Toplumlar Kendine Aşık Bireyler mi Yetiştiriyor?

Yalnızlığı çok severim, ama kalabalıklar olmadan yaşayamam..Ansızın canım sıkılır..Herkes tarafından sevilemesem de çokları tarafından sevilmektir arzum.Ama hep bir mesafe olmalı aramızda..Eşim dahi bu sınırı zorlamamalı..diyen insan tipleriyle doldu küremiz..

Ben sana aşığım diyen delikanlı bile artık içten içe, kendine aşık olduğunu gizleyemez hale geldi modern çağda..Issız adamlar, ıssız aşklar popüler oldu adeta..Neydi peki bizi kalabalıklar içinde hep kendimizi sevmeye iten şey?..neydi hep yalnızlığımızı bize sevdiren şey?.. sorumluluklar mı dersiniz?.ama insan demek mes'uliyet demek değil mi biraz da?.. tahammül göstermek, başkalarının hamalı olmadan.. yürekleri yüklenmek?..

Bunca korkaklığımız, bunca ısrarcılığımız hep bu yalnızlık arzusundan mı, kaçmayı kalmaya tercih ederken..Niye böyle olduk diye soramasak da, nasıl bu halden kurtulabilirizin yollarını arayabiliriz kanımca..

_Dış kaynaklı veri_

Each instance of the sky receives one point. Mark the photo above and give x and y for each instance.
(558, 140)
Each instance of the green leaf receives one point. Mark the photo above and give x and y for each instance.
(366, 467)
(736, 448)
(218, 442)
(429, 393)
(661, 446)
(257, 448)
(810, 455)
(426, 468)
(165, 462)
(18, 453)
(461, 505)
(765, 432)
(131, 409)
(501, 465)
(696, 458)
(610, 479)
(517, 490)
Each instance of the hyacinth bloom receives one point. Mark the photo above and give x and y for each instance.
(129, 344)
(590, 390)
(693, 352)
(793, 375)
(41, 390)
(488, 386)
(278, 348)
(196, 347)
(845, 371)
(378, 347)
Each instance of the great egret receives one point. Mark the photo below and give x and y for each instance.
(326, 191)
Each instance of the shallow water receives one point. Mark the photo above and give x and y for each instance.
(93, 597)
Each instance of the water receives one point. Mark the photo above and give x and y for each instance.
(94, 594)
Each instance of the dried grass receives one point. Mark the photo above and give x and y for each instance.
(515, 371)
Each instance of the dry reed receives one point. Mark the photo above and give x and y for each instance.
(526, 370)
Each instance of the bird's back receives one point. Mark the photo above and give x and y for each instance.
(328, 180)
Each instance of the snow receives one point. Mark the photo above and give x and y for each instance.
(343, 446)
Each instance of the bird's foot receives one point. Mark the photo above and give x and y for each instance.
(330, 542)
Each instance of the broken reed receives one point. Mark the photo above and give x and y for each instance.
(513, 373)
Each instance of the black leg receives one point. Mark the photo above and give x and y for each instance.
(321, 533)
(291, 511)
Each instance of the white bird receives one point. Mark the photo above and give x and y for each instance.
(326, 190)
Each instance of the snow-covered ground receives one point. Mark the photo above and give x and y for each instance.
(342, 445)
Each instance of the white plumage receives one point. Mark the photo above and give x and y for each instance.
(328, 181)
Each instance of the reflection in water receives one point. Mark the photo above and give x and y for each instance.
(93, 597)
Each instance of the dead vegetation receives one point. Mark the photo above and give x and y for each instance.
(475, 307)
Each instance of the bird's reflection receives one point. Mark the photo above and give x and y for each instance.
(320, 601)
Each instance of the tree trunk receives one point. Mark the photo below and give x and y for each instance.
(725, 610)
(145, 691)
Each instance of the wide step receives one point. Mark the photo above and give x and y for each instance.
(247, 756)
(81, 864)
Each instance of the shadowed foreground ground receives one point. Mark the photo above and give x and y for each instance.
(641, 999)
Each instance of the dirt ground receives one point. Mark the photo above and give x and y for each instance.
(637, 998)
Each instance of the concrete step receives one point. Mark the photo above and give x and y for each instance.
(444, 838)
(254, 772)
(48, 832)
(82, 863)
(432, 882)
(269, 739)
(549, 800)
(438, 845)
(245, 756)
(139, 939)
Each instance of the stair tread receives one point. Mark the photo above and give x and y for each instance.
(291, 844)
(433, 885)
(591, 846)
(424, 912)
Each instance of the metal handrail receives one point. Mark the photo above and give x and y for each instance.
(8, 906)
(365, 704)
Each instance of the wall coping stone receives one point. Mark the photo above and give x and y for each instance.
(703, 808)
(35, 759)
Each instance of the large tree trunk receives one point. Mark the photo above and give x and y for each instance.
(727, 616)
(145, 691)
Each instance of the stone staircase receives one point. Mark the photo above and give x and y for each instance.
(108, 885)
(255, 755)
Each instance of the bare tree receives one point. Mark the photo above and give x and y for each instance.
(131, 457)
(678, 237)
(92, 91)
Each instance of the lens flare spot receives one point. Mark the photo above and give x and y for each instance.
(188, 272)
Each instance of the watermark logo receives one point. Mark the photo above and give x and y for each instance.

Biz gerçekçiyiz diyen insanların bile maziyle hemdem halleri, bitişlerle başlangıçlar arasındaki sıkışıklık beni ürkütmüyor değil aslında..Kendi a'rafımızı aşmak isterken; yeni canlara, yeni hayatlara kıyışımız yürek burkucu..Acaba, çok sevdim, çok aşığım diyen insanlar aşkı kalkan mı yapıyorlar diye de düşünmüyor değilim gözlemlerim sonucunda..

Bu insanlar gizliden gizliye kendilerne mi aşık yoksa?..Bu yüzden mi çıkaramıyoruz kalplerimizi verimsiz çöl kumlarından..

Bunca kaçış, bunca saklanış niye?..Kabullenememek mi gerçeklerimizi?..yoksa acısız sevgiler mi süslüyor hayallerimizi?..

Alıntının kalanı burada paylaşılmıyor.